Active Exploration for Robotic Manipulation

Abstract: Robotic manipulation stands as a largely unsolved problem despite significant advances in robotics and machine learning in recent years. One of the key challenges in manipulation is how to efficiently explore the dynamics of the environment, when there is a lot of contact between the objects being manipulated. In this paper, we propose a model-based active exploration approach that enables efficient learning in sparse-reward robotic manipulation tasks. The proposed method estimates an information gain objective using an ensemble of probabilistic models and utilizes model predictive control (MPC) to plan actions on-line to maximize the expected reward while performing directed exploration. We evaluate the algorithm in simulation and on the real robot on a challenging ball pushing task, where the target ball position is not known to the agent a priori. Furthermore, we establish a close link between our method and Active Inference (AI), a general framework for decision making under uncertainty, by showing that our agent can be seen as performing active inference on a more general dynamics model that does not require the mean-field assumption. Thus, our experiments demonstrate for the first time an AI agent solving a challenging manipulation task on a real robot.

Talk for IROS 2022

Supporting Video

Additional Experiments on the Real System

In this section we present additional experiments we did on different table inclinations, where we optionally enabled and disabled rotation of the robot's finger.

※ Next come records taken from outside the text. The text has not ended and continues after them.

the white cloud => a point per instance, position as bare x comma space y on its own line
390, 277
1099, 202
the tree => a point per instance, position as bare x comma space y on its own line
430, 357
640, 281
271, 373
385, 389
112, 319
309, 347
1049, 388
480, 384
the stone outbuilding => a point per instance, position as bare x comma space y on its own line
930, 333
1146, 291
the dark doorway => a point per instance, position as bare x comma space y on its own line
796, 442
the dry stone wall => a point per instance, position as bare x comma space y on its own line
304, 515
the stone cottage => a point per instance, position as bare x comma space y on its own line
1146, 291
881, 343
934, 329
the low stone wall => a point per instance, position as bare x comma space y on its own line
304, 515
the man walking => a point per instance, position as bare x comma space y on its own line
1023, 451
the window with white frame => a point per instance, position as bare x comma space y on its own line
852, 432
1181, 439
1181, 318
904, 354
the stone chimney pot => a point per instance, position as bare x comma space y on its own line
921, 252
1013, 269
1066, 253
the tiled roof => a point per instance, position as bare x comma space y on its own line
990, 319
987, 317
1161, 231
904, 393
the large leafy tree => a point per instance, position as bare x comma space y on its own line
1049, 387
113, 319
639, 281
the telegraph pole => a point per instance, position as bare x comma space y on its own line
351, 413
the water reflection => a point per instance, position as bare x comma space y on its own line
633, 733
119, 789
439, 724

We find that with finger rotation disabled, our method reliably solves the task for all three table inclinations we tested (15°, 30°, 45°). If we enable finger rotation, on the other hand, the task becomes much more challenging as the action space grows by one dimension. Our method still solves the task for inclinations of 15° and 30°, but converges to a suboptimal solution for the 45° inclination.

15° table inclination, finger rotation disabled

In this experiment, we set the table inclination to 15° and do not allow the robot to rotate its finger. The experiment shows how our agent learns to balance the ball on the finger, purely driven by intrinsic reward. Since the agent has no knowledge of the system dynamics or the (sparse) reward function, the only reason it has to balance the ball is to discover novel, unexplored states. After some time of systematically moving around the ball on the table, our agent eventually discovers that it receives a reward of 1 per step, if the ball is moved into a target zone located in the top center of the table. As soon as this reward is discovered, the extrinsic term dominates the agent's behavior and it starts exploiting this reward.

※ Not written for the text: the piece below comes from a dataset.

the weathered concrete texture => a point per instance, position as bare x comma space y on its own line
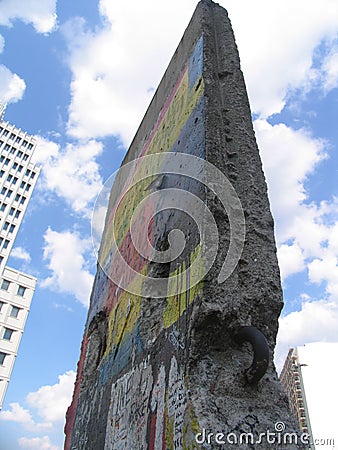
155, 372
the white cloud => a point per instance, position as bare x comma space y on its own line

15° table inclination, finger rotation enabled

In this experiment, we set the table inclination to 15° and allow the robot to rotate its finger. Allowing finger rotation gives the agent more control over the ball, but also makes the task harder, as the action space grows by one dimension.

30° table inclination, finger rotation disabled

In this experiment, we increase the table inclination to 30° and do not allow the robot to rotate its finger. Notable in this experiment is the sharp increase in performance after 60,000 steps. The reason for this increase is that we start learning variances with our dynamics and reward models at this point. Learning variances allows the agent to factor in uncertainty during planning. We believe that having a model of uncertainty allows the agent to avoid actions for which it is uncertain whether the ball will remain on the finger or not.

One example where uncertainty needs to be considered during planning is to avoid ball spin, which often leads to the ball dropping. Since the agent can only observe the position of the ball, it has no way of knowing whether the ball is currently spinning or not. However, the ball behaves very differently in both cases. Specifically, the ball is a lot more stable on the finger if it is not currently spinning. If we allow the agent learn different variances for different state transitions, it can assign a high variance to state-action pairs in which the agent is uncertain whether the ball might start to spin. By factoring in these uncertainties during planning, the agent avoids jerky movements, which might or might not lead to ball spin.

30° table inclination, finger rotation enabled

In this experiment, we set the table inclination to 30° and allow the robot to rotate its finger. Allowing finger rotation while increasing table inclination makes the exploration of this task significantly more challenging, as even small rotations of the finger usually lead to the ball being dropped if not counteracted.

45° table inclination, finger rotation disabled

In this experiment, we further increase the table inclination to 45° and do not allow the robot to rotate its finger. Here, we fork the agent into two versions after 60,000 steps. One version (continuous line) is our regular agent that starts learning the variances of the dynamics and the reward model at this point. In the other version (dotted line) we do not start to learn the variances. The plot below shows that not learning the variances causes the performance to deteriorate over time in this experiment.

45° table inclination, finger rotation enabled

In this experiment, we set the table inclination to 45° and additionally allow the robot to rotate its finger. The combination of these two settings makes this task extremely challenging, as small rotations of the finger can cause the ball to drop before the agent has time to react. Although the agent is initially balancing the ball and exploring the table, it is unable to find the reward in this experiment. Eventually, all the states around the initial state are sufficiently explored and the intrinsic reward in this area becomes close to zero. Although there exist states in the state space that have not been explored, the planner fails to find a path to them and eventually converges to a local optimum, in which the robot stops to move to save action cost.